Pemerintah Terbitkan PP No. 28 Tahun 2024: Pengendalian Rokok Eceran dan Iklan Rokok Diperketat

  • 04 Agt 2024 05:35 WIB
  •  Ende

KBRN, Ende : Peraturan Pemerintah (PP) Nomor 28 Tahun 2024 tentang Peraturan Pelaksanaan Undang-Undang Nomor 17 Tahun 2023 tentang Kesehatan menarik perhatian publik. Pengaturan ketat mengenai penjualan rokok eceran, pembatasan iklan rokok, dan peringatan kesehatan pada kemasan rokok menjadi sorotan utama.

Kepala Biro Hukum Kementerian Kesehatan (Kemenkes) RI, Indah Febrianti, S.H., M.H., menjelaskan bahwa aturan ini bertujuan untuk menekan konsumsi rokok guna melindungi kesehatan masyarakat. "Pengaturan larangan penjualan rokok secara eceran adalah bagian dari upaya pengendalian dampak buruk tembakau dengan menekan konsumsinya," ujarnya dalam rilisnya Kamis (1/8/2024).

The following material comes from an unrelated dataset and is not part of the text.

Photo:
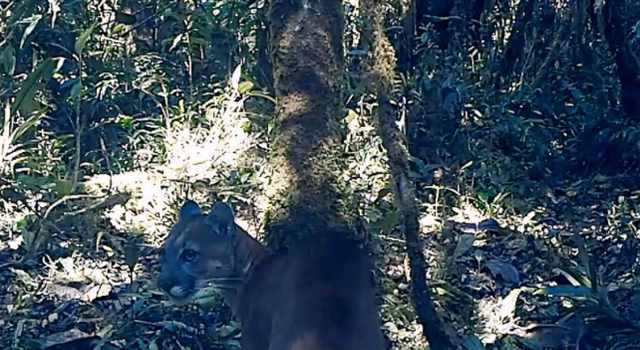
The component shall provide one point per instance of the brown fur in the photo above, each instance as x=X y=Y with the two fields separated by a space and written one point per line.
x=317 y=296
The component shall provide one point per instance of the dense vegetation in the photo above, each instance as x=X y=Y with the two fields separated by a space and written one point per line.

Merokok diketahui menyebabkan berbagai masalah pernapasan seperti bronkitis kronis, emfisema, dan Penyakit Paru Obstruktif Kronik (PPOK). Dampak paparan asap rokok secara terus-menerus dapat merusak jaringan paru-paru dan mengganggu fungsi pernapasan.

PP No. 28 Tahun 2024 mengatur pengendalian zat adiktif produk tembakau dalam Bab II Bagian Kedua Puluh Satu, dari Pasal 429 sampai Pasal 463. Salah satu aturan penting adalah larangan penjualan rokok eceran yang tertuang dalam Pasal 434 ayat (1).Setiap orang dilarang menjual produk tembakau dan rokok elektronikdengan menggunakan mesin layan diri. Menjual kepada setiap orang di bawah usia 21 tahun dan perempuan hamil.Menjual secara eceran satuan per batang, kecuali bagi produk tembakau berupa cerutu dan rokok elektronik. Juga dilarang menjual di sekitar pintu masuk dan keluar atau tempat yang sering dilalui dan dalam radius 200 meter dari satuan pendidikan dan tempat bermain anak.Serta menggunakan jasa situs web atau aplikasi elektronik komersial dan media sosial, kecuali dengan verifikasi umur.

Indah Febrianti menekankan pentingnya aturan ini untuk mengurangi akses anak-anak dan remaja terhadap rokok.

"Penjualan secara eceran sangat rentan diakses oleh perokok pemula anak dan remaja, yang memang kita ingin tekan tingkat konsumsinya," jelasnya.

google-preference

Rekomendasi Berita

Berita Terbaru Lainnya

Memuat berita terbaru.....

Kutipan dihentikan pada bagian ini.